If you’ve got type 1 diabetes, you’ve got to be tired of pricking your skin for daily blood sugar tests. Enter the wearable biosensor.
Pricking a finger used to be the only way to check blood sugar levels, though nowadays modern glucose meters let you prick other areas of the body, too. But pricking yourself for blood every day is not comfortable. And it sometimes will cause inflammation or cornification of the skin.
And for pain-sensitive patients, the procedure is agonizing.
The wearable biosensor from the Frauenhofer Institute will let you skip the pricking. It measures glucose levels continuously using tissue fluids other than blood, such as sweat or tears. Until now, the only other way to measure blood glucose levels without pricking has been to implant a continuous glucose monitor (CGM).
This determines glucose levels on a continuous basis (every few minutes). Such a system typically involves a disposable glucose sensor placed just under the skin, a link from the sensor to a non-implanted transmitter which communicates to a radio receiver and an electronic receiver worn like a pager (or insulin pump) that displays glucose levels with nearly continuous updates. It also monitors rising and falling trends over time.
But CGMs are expensive. Health insurance plans don’t usually cover them. And they’re not terribly accurate.
Some new technologies to monitor blood glucose levels that don’t require access to blood include near IR detection, ultrasound and dielectric spectroscopy. Unfortunately, none of these have been developed with small enough sizes to be comfortable for patients.
That’s why this latest development from Fraunhofer Institute researchers — it’s the same research lab that brought us the MP3 format — is such a breakthrough. They developed a biosensor in nano-form that is precise and consumes little power.
The new biosensor is based on an electrochemical reaction activated with the help of an enzyme.
The enzyme, glucose oxidase, converts glucose into hydrogen peroxide (H2O2) and other chemicals so that a potentiostat is able to measure it.
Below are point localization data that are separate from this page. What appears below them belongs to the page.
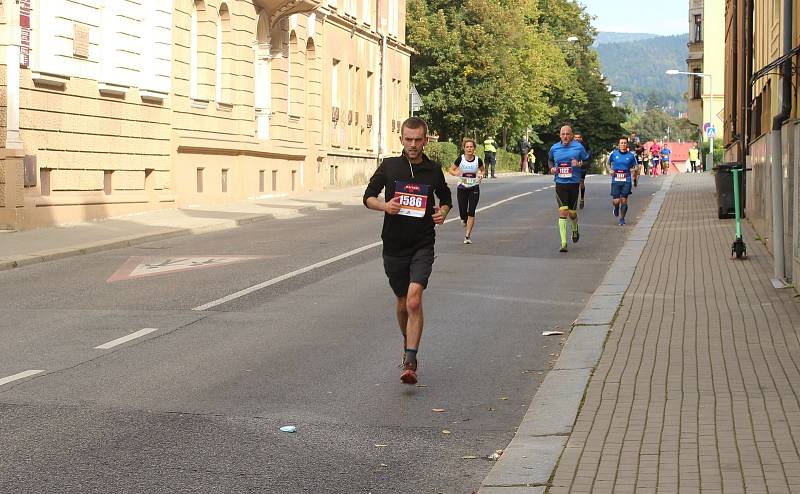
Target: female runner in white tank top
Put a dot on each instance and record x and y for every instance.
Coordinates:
(470, 171)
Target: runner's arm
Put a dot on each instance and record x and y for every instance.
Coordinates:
(442, 191)
(376, 184)
(454, 169)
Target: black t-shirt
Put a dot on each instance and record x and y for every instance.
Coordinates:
(402, 235)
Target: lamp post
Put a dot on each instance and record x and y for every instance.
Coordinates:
(710, 159)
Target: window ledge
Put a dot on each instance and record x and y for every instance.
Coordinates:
(108, 89)
(152, 96)
(54, 81)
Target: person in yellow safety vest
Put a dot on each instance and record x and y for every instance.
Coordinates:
(490, 153)
(694, 154)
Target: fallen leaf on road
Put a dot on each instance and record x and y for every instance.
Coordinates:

This measurement is important for calculating the necessary glucose level.
It’s the size, really, that makes this biosensor so special. At just 0.5 x 2.0, they system includes not just the nano-potentiostat, but also the entire diagnostic system.
The biosensor transmits data over WiFi to a mobile receiver. The patient then is able to continuously monitor his or her glucose level.
But size isn’t its only advantage. Low power consumption is a pivotal feature, too. Especially when you consider that previous systems required about 500 microamperes at five volts. This Fraunhofer technology consumes less than 100 microamperes, researchers say.
Low power requirements means the system lasts longer — the system is wearable for weeks or months.
The sensor sends and receives data packages, it lets you wirelessly recharge it, too.
The glucose sensor was engineered by researchers at Noviosens, a Dutch medical technology firm. It can be manufactured cost-effectively and will soon go into mass production.
The biosensor may also become the platform for an implanted miniature pump that, based on the glucose value measured, administers the precise amount of insulin.
For aNewDomain.net, I’m Erik Vlietinck.